More details from the creator

An example of LDA

How does it work?

  1. Reads all the documents
    • Calculates counts of each word within the document, tied to a specific ID used across all documents
  2. Uses variation in words within and across documents to infer topics
    • By using a Gibbs sampler to simulate the underlying distributions
      • An MCMC method
  • It’s quite complicated in the background, but it boils down to a system where generating a document follows a couple rules:
    1. Topics in a document follow a multinomial/categorical distribution
    2. Words in a topic follow a multinomial/categorical distribution

Implementations in R

  • There are at least four good implementations of LDA in R
    1. stm: A bit of a tweak on the usual LDA model that plays nicely with quanteda and also has an associated stmBrowser package for visualization (on Github)
    2. lda: A somewhat rigid package with difficult setup syntax, but it plays nicely with the great LDAvis package for visualizing models.

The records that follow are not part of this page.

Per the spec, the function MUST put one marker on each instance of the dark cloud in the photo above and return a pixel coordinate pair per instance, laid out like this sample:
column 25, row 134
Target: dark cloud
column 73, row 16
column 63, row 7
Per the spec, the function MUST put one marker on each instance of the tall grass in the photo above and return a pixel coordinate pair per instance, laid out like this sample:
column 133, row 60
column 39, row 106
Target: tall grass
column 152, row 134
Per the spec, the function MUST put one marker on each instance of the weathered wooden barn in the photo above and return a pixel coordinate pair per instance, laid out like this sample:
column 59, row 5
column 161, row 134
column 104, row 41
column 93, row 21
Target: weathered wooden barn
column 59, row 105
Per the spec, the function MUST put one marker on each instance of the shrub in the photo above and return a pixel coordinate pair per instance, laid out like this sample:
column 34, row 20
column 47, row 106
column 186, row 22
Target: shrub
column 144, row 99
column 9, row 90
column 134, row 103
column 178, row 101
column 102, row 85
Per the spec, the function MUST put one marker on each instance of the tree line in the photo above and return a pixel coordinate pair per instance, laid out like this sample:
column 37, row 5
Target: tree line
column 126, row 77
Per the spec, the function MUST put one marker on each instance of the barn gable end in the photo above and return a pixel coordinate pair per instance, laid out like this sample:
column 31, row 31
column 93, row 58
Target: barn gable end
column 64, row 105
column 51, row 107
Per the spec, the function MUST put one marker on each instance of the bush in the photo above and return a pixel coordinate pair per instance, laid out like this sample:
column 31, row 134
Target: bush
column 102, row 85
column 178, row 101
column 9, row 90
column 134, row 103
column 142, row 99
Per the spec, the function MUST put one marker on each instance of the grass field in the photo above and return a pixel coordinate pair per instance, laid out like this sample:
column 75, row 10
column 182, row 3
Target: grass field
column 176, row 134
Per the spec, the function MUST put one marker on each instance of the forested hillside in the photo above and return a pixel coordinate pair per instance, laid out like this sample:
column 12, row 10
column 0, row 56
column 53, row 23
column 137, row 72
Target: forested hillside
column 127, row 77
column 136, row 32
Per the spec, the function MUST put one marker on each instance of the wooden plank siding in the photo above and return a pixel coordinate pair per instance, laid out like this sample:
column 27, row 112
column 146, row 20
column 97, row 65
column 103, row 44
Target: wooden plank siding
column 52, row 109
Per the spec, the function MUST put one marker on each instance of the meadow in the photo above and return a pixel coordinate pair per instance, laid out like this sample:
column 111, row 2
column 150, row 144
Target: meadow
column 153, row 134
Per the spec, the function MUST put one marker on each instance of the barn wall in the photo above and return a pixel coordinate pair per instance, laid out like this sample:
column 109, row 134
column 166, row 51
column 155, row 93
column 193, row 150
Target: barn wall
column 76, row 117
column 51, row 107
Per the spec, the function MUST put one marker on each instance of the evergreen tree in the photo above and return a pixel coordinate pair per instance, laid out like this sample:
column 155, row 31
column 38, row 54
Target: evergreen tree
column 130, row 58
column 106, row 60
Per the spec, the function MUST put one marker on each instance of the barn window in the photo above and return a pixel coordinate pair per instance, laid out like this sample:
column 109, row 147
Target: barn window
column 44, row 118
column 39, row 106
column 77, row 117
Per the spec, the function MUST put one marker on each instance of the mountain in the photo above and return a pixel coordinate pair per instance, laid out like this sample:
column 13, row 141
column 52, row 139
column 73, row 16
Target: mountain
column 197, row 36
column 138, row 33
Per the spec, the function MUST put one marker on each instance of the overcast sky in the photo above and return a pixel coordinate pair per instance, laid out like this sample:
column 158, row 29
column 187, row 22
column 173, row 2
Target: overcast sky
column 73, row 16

Supported by quanteda.
    3. topicmodels: An extensible topic modeling framework that plays nicely with quanteda
    4. mallet: An R package to interface with the venerable MALLET Java package, capable of more advanced topic modeling

Implementing a topic model in STM

# quanteda's conversion for the stm package
out <- convert(tdm, to = 'stm')
# quanteda's conversion for the lda package
# out <- convert(tdm, to = 'lda')
# quanteda's conversion for the topicmodels package
# out <- convert(tdm, to = 'topicmodels')
  • Creates a list of 3 items:
    • out$documents: Index number for each word with count/document
    • out$vocab: Words and their index numbers
    • out$meta a data frame of information from the corpus (industry)
out$documents[[1]][,386:390]
##       [,1]  [,2]  [,3]  [,4]  [,5]
## [1,] 14590 14593 14598 14614 14625
## [2,]     1     1    38     3     1
out$vocab[c(out$documents[[1]][,386:390][1,])]
## [1] "earlier"  "earliest" "earn"     "earthen"  "eas"

Running the model

  • We will use the stm() function from the stm package
    • It has a lot of options that you can explore to tweak the model
    • The most important is K, the number of topics we want. I’ll use 10 for simplicity, but often we need more to neatly categorize the text
      • K=100 is a popular choice when we are using the output as an input to another model
      • The model we used in session 6 had K=31, as that captures the most restatements in sample
library(stm)
topics <- stm(out$documents, out$vocab, K=10)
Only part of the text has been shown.